Presseschredder 7.3.2016

In einer Mainacht 1943 brach nach Bombardierungen der Staudamm am Möhnesee. Die Bewohner des nahegelegenen Ortes Neheim wurden im Schlaf überrascht. Viele von ihnen flohen vor den Flugzeugen in ihre Luftschutzbunker und ertranken in der Flut.

Unfassbar symbolisches Symbolbild!

»Bei den Kommunalwahlen in Hessen hat sich bis zum frühen Sonntagnachmittag eine höhere Wahlbeteiligung abgezeichnet als vor fünf Jahren. In der Landeshauptstadt Wiesbaden lag sie nach Angaben des Wahlamtsleiters um 14.00 Uhr bei 21,8 Prozent – beim Urnengang 2011 waren es nur 19,9 Prozent gewesen. In Frankfurt stieg die Wahlbeteiligung auf 20,1 Prozent (2011: 19,7 Prozent).«

Frankfurt/Main (dpa/lhe)

Am Ende des Tages sind es dann ca. 48%. Der Nichtwähler hat wieder einmal sein Machtwort gesprochen. Ministerpräsident Volker Bouffier sieht die Kommunalwahlen «ganz sicherlich nicht» als Testwahl. Wenn bei 12 Kommunen von 150, in denen die AFD antritt, sofort Ergebnisse um die 13% für diese Partei erzielt werden, darf schon mal nachgedacht werden. Wo die AFD nicht antrat, votierte man vorzugsweise gleich für die NPD. Konsequent, wenn auch nicht besonders zukunftsträchtig.
Was der Wähler sprach, ist das Eine, das Andere die Abgewatschten, die den Schuß nicht hören:

»“Das Wahlsystem muss einfacher werden“, sagte SPD-Chef Thorsten Schäfer-Gümbel am Sonntagabend im hr-Fernsehen. Das Kumulieren und Panaschieren bringe lange Wahlzettel mit sich und überfordere die Bürger. Außerdem regte er die Einführung einer Drei-Prozent-Hürde an, um kleine populistische oder „Spaßparteien“ aus den kommunalen Parlamenten fernzuhalten.«

Tagesspiegel

Der Zusammenhang zwischen »populistischen Spaßpartei« und der SPD entging Schäfer-Gümbel leider, aber die »richtigen« Wahlen stehen ja noch aus – spätestens die 2017.
Zur Zeit wird noch ausgezählt. Alle Zahlen also unter Vorbehalt, wenn auch mit dem üblichen Parteien-Sprech untermalt: »Auf dem richtigen Weg«, »Kurs bestätigt«, »Keinen Zusammenhang mit… [irgend einer anderen Wahl] oder »überschaubaren Verlusten«. Und wenn man das Ergebnis beim besten Willen nicht mehr schönreden kann, die übliche Forderung nach Änderung des Wahlverfahrens.
Im Westen also nichts Neues.

Passend dazu die Nachricht, daß Olivier Ndjimbi-Tshiende, seines Zeichens farbiger Pfarrer der Gemeinde Zorneding/Bayern, aufgrund von Morddrohungen und rassistischer Hetze das Handtuch wirft. Da kann man als Pfarrer vielleicht noch Anzeige erstatten, was aber in der derzeitigen Situation lediglich symbolischen Charakter hat. Da steht auf der einen Seite ein in Deutschland habilitierter Philosoph und auf der anderen… ach, lassen wir das! Es war ja keine Testwahl.

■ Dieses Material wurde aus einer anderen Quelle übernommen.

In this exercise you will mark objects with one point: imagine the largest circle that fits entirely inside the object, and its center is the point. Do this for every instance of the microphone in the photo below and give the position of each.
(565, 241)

Alf Frommer schreibt auf seinem Blog kressNews einen lesenswerten Text: »Meinung schafft am Ende kein Vertrauen«.

»Meinung hat jeder. […] Dafür braucht es keine mehrjährige Ausbildung und man muss keine Sekunde dafür recherchieren oder anstrengend Informationen doppelt checken. Sie ist einfach da. Ob am Stammtisch, der Regierungsbank oder auf der Internet-Konferenz (da besonders). Auch dieser Einwurf für kress.de ist einfach nur eine kleine Meinung im Meer von Meinungen. Genauso wie die Unmengen an Hass-Kommentaren im Netz. Man kann mit Fug und Recht behaupten: Meinung ist heute der beliebteste Content im Internet. Schnell produziert und je provokanter desto populärer.«

Sein Schwenk zum professionellen Journalismus und der durchaus richtigen Feststellung eines »Nachrichten Entertainments« hinterläßt allerdings ein schales Gefühl. Es fehlt etwas.

»Natürlich ist es richtig, in Zeiten von brennenden Flüchtlingsheimen Stellung zu beziehen. Wenn daraus aber ein dauernder Kampf mit Nazis und deren Sympathisanten wird, verliert der Journalismus seine ursprüngliche Wächter-Rolle.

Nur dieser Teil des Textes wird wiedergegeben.